SALT LAKE CITY — President Donald Trump’s cancellation of the portion of the Republican National Convention planned for Jacksonville, Florida, means dozens of Utah GOP delegates won’t have an in-person role in the nomination process.
Just six of the state’s 77 Republican delegates and alternates, led by Utah Sen. Mike Lee, are headed to Charlottesville, North Carolina, next month for a scaled-back convention limited to less than 400 people overall. There, Trump will be formally nominated on behalf of 2,500 delegates nationwide.
But most of the the rest of the delegates chosen at the state party convention in April were set to join them in Jacksonville, Florida, for the final three days of the convention, where the president was scheduled to deliver his acceptance speech in front of a much larger crowd that North Carolina would have permitted under COVID-19 pandemic guidelines.
Utah GOP Chairman Derek Brown said he agrees with Trump’s decision.
“It was basically a party for the president, in effect.
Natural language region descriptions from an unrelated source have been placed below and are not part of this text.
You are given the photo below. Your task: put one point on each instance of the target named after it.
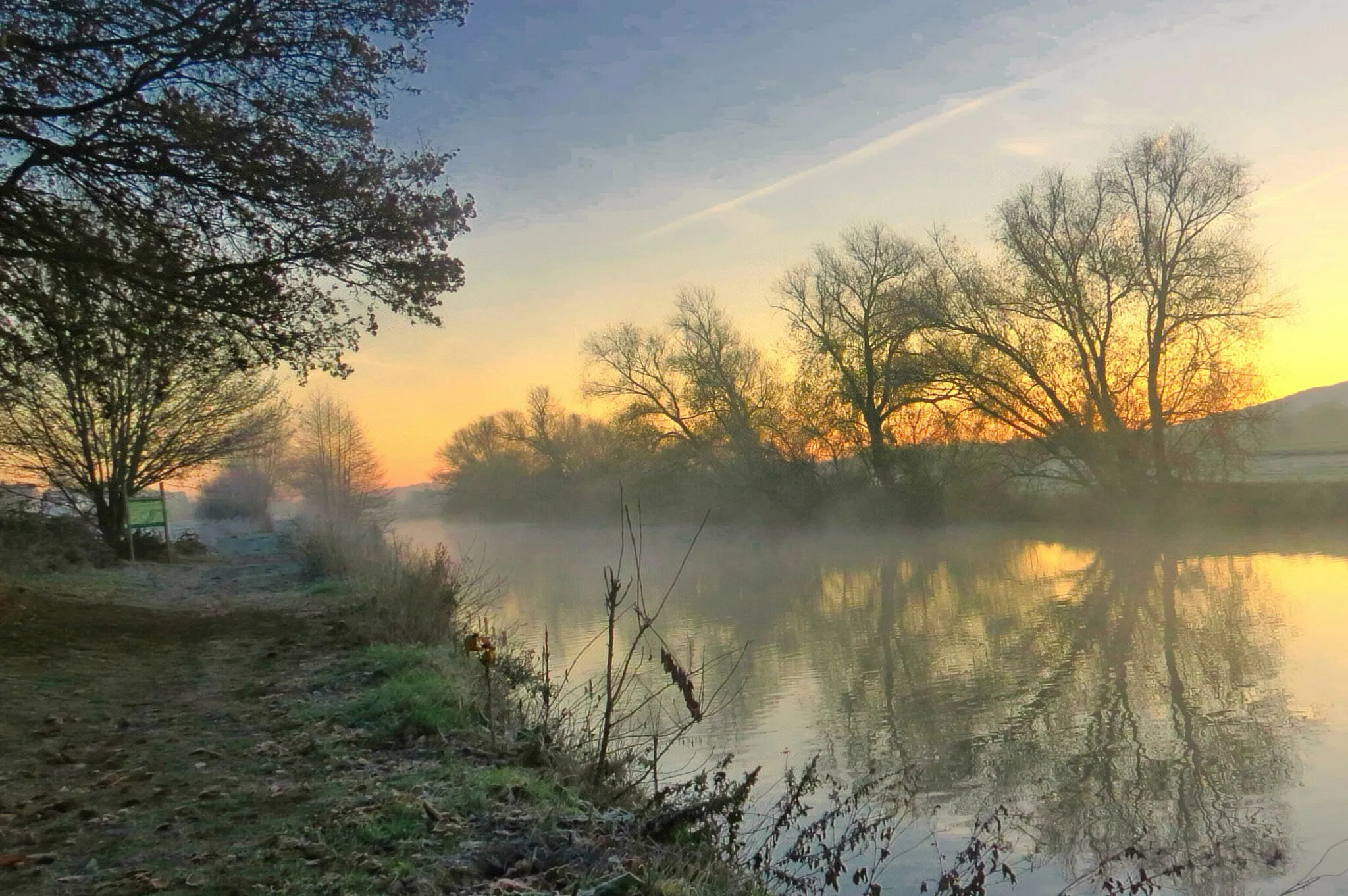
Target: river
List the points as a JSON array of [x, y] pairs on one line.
[[1187, 694]]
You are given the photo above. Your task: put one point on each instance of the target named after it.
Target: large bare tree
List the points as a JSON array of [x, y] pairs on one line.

It was the acceptance speeches, it was the pomp and circumstance,” the Utah party leader said. “I think it makes sense for the president to cancel it in light of everything going on.”
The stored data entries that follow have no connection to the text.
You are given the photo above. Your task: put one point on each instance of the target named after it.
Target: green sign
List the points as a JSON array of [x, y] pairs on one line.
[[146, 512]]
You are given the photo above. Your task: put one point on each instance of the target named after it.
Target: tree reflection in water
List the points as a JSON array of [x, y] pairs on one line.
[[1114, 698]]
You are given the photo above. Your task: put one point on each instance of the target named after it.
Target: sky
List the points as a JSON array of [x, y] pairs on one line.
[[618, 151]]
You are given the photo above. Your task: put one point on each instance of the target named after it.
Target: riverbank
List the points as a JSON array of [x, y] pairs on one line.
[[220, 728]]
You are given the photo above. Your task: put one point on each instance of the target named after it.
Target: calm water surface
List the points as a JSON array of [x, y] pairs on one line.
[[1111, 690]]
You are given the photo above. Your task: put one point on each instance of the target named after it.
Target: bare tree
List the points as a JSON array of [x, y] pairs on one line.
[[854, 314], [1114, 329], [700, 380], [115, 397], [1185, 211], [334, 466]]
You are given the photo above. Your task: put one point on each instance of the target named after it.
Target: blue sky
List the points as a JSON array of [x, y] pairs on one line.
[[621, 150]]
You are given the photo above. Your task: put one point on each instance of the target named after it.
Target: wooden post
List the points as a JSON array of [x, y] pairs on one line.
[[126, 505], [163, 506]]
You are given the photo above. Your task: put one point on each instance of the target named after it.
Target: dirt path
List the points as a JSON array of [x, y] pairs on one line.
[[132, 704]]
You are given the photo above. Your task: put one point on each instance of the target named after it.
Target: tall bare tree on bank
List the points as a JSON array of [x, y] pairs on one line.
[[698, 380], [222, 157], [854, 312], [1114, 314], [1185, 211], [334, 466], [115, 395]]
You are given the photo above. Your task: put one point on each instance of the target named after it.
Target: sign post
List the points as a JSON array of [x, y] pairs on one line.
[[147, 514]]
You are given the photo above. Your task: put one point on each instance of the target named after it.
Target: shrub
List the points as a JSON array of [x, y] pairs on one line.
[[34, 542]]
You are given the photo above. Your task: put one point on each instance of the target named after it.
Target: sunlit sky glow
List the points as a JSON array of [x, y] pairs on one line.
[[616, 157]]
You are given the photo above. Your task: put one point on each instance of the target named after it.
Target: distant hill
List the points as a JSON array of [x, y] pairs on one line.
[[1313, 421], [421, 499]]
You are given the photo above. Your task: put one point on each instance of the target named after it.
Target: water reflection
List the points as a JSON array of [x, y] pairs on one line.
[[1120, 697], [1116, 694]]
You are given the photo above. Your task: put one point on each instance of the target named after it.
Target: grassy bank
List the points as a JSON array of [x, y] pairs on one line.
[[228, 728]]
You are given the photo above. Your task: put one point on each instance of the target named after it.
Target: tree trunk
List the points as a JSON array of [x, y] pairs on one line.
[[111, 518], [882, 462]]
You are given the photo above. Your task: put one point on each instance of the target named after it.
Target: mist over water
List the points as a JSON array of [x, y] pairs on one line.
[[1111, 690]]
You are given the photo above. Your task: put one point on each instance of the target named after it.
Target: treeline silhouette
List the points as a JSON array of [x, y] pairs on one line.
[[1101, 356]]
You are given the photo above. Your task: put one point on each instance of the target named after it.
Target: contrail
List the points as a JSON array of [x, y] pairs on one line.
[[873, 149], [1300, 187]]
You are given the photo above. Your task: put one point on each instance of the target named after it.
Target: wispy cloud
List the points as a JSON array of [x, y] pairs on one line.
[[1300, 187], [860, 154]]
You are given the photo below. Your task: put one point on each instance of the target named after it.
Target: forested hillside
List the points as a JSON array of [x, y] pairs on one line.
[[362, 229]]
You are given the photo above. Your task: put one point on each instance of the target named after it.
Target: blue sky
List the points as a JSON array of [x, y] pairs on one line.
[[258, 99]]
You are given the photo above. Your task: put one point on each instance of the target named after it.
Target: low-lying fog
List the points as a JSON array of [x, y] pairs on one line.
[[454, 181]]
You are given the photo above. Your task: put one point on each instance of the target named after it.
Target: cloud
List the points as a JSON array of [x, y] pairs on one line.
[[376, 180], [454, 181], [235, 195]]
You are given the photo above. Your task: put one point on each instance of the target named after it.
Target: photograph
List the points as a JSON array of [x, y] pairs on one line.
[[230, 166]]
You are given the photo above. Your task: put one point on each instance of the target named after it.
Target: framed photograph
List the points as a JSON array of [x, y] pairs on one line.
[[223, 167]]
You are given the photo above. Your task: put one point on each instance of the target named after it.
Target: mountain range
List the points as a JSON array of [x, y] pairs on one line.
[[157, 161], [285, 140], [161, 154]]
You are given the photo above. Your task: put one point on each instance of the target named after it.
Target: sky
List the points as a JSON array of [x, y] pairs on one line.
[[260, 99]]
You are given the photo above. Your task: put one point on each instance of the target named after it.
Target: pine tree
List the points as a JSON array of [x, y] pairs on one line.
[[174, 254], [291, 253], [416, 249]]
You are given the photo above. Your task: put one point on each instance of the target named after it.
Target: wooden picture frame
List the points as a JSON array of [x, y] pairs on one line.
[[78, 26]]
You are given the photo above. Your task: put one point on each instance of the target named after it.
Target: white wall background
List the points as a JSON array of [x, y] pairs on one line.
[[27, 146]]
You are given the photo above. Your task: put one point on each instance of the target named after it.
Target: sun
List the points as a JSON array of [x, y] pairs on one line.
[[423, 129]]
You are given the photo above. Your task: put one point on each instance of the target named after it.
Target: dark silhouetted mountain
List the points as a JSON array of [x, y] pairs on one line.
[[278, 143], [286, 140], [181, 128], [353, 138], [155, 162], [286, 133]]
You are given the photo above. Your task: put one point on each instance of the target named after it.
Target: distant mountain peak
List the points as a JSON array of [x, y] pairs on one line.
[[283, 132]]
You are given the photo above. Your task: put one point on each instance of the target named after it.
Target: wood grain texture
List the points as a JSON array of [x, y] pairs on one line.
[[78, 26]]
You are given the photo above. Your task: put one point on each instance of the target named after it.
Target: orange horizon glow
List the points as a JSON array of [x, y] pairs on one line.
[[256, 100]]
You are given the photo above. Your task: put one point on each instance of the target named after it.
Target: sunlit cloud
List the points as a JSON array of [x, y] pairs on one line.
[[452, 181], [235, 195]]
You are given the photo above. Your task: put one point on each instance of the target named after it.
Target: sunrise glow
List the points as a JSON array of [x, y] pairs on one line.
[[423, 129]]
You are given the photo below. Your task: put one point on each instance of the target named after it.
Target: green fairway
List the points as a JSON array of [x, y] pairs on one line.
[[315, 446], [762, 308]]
He said the RNC had all along “made it clear if they couldn’t do it in a way that maintained the safety of everyone there, they simply wouldn’t do it. So my guess is that today is the day that they felt like that balancing act wasn’t something that they wanted to risk.”
Some 70 to 80 Utah Republicans were going to Jacksonville, Brown said, even with the many health protocols put in place, including a do-it-yourself virus test kit that had to be sent before arriving. They’re disappointed, he said, but understanding.
Democrats are already holding much of their nominating convention in Milwaukee, Wisconsin, for former Vice President Joe Biden virtually, asking state delegates and party officials to participate from home.
Utah Democrat Party Chairman Jeff Merchant said the cancellation of the Republican festivities in Jacksonville “is probably the responsible thing to do and I am glad the president is finally coming to his senses on COVID-related matters.”
Merchant said while there will be a live component at the Democratic Party’s convention, fewer than 150 people will attend in person. He said the Utah Democratic Party chose “to allow all delegates to participate at home to the extent allowed” by national party rules.